Ban Ki-moon, UN secretary general
Source: Press TV
The UN secretary general has warned against antimicrobial resistance, stressing the need for the 'urgent' addressing of the issue through concerted international efforts.
In his message for the World Health Day on 7 April, Ban Ki-moon warned of the increase in microbial resistance to antibiotics and other antimicrobial medications across the globe.
The UN chief praised the health improvements caused by the discovery of the antibiotics and the availability of antibacterial medications for poorer communities over the past two decades, which have helped fighting major killers, including TB, HIV, malaria, pneumonia and diarrheal diseases.

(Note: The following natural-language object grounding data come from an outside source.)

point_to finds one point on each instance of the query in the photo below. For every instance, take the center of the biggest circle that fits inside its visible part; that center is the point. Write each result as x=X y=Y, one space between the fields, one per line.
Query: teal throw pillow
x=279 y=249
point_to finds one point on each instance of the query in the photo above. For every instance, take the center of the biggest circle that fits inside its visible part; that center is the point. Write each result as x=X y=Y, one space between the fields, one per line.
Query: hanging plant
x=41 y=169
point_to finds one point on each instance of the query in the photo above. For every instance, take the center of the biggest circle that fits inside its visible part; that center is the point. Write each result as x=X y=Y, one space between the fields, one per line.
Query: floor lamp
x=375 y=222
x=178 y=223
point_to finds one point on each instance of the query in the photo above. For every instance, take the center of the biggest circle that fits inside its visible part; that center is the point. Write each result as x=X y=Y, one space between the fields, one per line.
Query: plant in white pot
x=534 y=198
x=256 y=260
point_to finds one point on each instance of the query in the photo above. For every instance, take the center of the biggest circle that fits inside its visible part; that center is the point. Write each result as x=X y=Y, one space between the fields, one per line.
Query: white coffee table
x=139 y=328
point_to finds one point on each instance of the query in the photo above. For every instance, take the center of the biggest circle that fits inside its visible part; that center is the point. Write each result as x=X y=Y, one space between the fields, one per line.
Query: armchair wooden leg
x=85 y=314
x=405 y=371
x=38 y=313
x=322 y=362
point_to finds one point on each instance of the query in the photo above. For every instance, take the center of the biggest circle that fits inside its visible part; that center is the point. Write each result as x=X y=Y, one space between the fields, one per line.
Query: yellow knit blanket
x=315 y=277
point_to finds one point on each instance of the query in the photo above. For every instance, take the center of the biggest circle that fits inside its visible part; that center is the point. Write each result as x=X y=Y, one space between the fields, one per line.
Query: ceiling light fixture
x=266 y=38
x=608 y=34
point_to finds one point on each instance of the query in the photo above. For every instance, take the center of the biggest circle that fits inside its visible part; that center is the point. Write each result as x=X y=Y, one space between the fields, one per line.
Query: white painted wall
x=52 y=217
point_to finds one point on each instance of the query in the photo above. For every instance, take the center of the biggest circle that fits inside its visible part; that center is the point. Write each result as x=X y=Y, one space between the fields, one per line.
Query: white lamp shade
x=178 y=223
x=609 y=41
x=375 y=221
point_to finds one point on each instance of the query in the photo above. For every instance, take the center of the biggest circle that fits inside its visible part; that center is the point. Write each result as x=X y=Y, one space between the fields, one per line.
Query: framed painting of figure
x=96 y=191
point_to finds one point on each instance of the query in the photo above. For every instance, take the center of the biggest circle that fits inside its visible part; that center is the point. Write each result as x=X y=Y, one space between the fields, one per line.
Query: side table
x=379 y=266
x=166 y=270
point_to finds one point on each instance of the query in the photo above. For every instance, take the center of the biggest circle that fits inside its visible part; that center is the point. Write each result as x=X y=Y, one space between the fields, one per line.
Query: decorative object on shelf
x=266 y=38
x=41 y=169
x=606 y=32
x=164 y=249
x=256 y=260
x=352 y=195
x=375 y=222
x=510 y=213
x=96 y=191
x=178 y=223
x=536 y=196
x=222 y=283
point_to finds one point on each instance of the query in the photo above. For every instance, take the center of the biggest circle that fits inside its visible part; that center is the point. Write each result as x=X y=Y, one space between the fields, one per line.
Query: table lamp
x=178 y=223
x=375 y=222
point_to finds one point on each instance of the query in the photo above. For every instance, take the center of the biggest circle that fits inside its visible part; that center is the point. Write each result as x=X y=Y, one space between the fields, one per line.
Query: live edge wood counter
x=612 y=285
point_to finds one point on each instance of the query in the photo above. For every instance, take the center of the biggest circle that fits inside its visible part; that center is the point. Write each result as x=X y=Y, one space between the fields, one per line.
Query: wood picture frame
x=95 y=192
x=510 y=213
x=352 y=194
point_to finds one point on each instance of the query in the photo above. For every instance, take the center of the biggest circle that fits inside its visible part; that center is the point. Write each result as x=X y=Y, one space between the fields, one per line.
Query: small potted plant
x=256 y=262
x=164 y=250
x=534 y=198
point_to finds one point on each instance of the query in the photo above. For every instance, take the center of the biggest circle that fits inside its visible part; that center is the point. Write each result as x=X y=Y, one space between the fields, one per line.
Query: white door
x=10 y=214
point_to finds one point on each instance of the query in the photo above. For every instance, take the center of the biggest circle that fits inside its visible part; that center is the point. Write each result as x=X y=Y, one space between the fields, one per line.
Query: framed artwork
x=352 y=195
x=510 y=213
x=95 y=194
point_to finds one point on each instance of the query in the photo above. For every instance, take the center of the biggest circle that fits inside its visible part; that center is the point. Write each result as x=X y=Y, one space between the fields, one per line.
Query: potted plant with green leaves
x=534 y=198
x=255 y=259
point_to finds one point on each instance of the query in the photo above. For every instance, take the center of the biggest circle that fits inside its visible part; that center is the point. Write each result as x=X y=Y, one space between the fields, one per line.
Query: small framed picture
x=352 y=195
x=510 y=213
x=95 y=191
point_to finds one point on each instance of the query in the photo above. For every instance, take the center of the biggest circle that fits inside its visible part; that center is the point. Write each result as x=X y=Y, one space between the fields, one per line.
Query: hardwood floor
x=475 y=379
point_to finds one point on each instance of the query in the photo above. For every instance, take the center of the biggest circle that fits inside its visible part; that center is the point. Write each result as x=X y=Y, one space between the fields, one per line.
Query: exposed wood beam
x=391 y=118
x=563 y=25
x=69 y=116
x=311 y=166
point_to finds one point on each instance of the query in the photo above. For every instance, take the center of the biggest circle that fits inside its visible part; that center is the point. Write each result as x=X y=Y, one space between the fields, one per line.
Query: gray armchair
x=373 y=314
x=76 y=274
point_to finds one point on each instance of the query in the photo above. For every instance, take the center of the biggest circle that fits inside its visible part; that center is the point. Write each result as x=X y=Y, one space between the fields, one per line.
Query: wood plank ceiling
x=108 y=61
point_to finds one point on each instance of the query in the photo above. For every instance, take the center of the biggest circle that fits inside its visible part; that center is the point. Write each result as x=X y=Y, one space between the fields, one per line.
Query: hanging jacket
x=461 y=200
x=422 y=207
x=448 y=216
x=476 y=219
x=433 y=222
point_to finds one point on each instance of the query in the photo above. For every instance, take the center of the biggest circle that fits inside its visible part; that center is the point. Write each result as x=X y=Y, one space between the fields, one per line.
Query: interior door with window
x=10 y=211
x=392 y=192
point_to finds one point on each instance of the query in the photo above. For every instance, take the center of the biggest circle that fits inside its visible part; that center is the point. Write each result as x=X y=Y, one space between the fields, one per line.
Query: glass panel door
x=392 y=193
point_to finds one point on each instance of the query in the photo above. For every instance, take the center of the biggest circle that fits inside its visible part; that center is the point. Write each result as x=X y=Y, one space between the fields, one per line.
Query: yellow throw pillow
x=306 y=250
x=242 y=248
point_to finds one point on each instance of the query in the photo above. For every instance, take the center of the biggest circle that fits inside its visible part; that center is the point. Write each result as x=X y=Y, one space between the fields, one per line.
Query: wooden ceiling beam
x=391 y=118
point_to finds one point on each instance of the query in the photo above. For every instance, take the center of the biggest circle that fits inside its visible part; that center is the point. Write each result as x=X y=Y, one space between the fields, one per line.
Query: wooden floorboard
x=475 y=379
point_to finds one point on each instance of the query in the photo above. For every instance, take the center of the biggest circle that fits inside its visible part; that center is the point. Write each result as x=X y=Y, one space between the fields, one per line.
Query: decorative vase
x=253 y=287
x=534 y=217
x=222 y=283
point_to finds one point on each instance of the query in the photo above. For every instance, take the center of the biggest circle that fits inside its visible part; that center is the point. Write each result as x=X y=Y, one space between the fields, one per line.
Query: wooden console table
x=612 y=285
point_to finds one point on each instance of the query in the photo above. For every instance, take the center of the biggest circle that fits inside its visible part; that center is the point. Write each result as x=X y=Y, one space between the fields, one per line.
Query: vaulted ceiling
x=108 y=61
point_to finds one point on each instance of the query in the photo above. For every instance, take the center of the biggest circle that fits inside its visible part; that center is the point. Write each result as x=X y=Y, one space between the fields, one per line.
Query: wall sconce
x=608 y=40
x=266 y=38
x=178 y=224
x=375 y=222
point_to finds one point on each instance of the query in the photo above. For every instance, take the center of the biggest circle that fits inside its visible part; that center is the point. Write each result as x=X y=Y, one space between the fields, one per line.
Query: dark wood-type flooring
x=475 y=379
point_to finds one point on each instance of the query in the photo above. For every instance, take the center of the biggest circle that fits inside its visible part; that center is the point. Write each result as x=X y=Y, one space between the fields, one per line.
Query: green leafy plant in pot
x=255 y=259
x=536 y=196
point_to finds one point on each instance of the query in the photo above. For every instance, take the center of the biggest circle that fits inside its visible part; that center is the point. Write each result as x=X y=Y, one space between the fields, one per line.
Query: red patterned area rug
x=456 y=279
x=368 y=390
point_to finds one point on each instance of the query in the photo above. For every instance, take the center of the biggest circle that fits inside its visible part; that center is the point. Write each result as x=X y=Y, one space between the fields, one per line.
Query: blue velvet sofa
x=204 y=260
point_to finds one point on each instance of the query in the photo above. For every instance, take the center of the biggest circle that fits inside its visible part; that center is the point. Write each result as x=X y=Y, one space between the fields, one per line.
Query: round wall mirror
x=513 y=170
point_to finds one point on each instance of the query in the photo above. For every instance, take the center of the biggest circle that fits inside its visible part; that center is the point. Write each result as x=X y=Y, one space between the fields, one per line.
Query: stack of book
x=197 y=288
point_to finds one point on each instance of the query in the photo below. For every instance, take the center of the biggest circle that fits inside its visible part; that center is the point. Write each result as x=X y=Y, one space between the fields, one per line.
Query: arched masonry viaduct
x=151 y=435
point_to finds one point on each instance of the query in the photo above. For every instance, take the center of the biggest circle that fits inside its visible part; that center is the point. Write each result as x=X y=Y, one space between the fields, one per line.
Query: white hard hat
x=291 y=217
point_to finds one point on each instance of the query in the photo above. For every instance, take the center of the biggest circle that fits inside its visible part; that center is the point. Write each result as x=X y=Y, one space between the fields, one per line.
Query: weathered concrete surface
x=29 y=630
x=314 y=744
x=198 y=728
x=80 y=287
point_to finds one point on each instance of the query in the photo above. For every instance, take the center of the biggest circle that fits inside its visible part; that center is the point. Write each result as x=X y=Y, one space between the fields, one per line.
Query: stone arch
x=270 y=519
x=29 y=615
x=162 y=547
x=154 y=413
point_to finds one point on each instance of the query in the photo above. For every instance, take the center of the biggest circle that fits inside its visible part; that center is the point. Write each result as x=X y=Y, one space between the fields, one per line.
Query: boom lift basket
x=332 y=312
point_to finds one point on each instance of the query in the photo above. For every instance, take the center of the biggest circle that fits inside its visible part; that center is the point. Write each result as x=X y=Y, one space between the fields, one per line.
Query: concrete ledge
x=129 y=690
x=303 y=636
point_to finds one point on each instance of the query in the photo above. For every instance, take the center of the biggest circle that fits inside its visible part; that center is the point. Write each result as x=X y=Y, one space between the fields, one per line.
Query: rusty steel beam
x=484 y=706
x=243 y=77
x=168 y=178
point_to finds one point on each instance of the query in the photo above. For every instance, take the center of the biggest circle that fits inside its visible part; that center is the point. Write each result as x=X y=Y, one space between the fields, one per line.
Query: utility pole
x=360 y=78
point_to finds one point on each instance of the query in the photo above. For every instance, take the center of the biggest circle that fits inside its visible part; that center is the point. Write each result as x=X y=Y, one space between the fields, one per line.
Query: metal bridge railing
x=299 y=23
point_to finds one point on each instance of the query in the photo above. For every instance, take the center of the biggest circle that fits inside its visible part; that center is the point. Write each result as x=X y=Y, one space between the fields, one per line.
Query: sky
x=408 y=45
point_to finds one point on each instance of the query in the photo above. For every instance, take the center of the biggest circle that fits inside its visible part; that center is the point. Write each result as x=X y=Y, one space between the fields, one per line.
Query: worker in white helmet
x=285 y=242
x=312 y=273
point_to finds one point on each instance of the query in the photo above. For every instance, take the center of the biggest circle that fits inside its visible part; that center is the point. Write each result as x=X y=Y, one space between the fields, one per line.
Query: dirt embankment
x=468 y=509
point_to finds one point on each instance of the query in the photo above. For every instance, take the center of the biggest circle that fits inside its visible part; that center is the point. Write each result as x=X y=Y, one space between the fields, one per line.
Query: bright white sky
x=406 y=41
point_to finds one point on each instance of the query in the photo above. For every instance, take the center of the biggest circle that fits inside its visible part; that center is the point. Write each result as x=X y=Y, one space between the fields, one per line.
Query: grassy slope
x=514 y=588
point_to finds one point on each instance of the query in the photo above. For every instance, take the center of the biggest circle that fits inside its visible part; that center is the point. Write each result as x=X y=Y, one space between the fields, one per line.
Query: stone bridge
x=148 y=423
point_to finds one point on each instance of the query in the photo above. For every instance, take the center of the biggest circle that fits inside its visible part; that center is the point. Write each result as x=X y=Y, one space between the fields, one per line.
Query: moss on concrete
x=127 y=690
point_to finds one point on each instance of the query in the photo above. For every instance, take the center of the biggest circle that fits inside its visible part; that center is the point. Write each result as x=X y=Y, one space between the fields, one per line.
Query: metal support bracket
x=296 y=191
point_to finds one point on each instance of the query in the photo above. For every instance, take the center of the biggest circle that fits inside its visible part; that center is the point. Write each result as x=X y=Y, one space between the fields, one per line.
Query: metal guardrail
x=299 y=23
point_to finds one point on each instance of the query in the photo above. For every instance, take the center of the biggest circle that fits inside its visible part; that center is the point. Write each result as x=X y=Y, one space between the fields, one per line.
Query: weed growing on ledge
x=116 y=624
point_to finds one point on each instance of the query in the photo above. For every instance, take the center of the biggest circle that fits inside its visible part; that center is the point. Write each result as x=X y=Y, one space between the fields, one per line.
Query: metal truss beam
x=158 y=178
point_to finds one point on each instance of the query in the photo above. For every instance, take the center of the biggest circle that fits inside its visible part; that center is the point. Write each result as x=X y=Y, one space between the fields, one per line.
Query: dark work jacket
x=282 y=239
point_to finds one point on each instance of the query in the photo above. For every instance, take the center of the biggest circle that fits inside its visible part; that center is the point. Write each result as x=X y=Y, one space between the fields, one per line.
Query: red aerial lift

However, he expressed great concern about threats caused to these improvements due to the emergence of drug-resistant organisms.
“Antimicrobial resistance is a natural phenomenon, but it is exacerbated by the widespread use, overuse and misuse of medicines, and the spread of resistant infections in healthcare and agriculture. Trade, travel and migration are increasing the spread of these organisms across communities and borders,” ban said.
“Some of the medicines that saved our parents and grandparents are already unusable today. Drug resistance imposes huge costs on health systems and is taking a growing - and unnecessary - toll in lives, threatening to roll back much of the progress we have made towards the health-related Millennium Development Goals,” he added.
Moreover, the current problem may undermine the gains of other modern medicines and technologies used to fight non-communicable diseases. Perhaps most disturbing is that the pipeline for new antimicrobial medicines to replace those that have been lost has nearly dried up, Ban further warned.
“The World Health Organization has selected "Combat Antimicrobial Resistance: No Action Today, No Cure Tomorrow" as the theme for this year's World Health Day.
“Today, WHO is calling for action to raise accountability and halt the spread of drug resistance through a six-point policy package: joint planning; surveillance; drug regulation; rational use of medicines; infection prevention and control; innovation and research,” the UN chief urged, adding “Governments, industry and all stakeholders must answer the call. Global health and untold millions of lives are at risk.”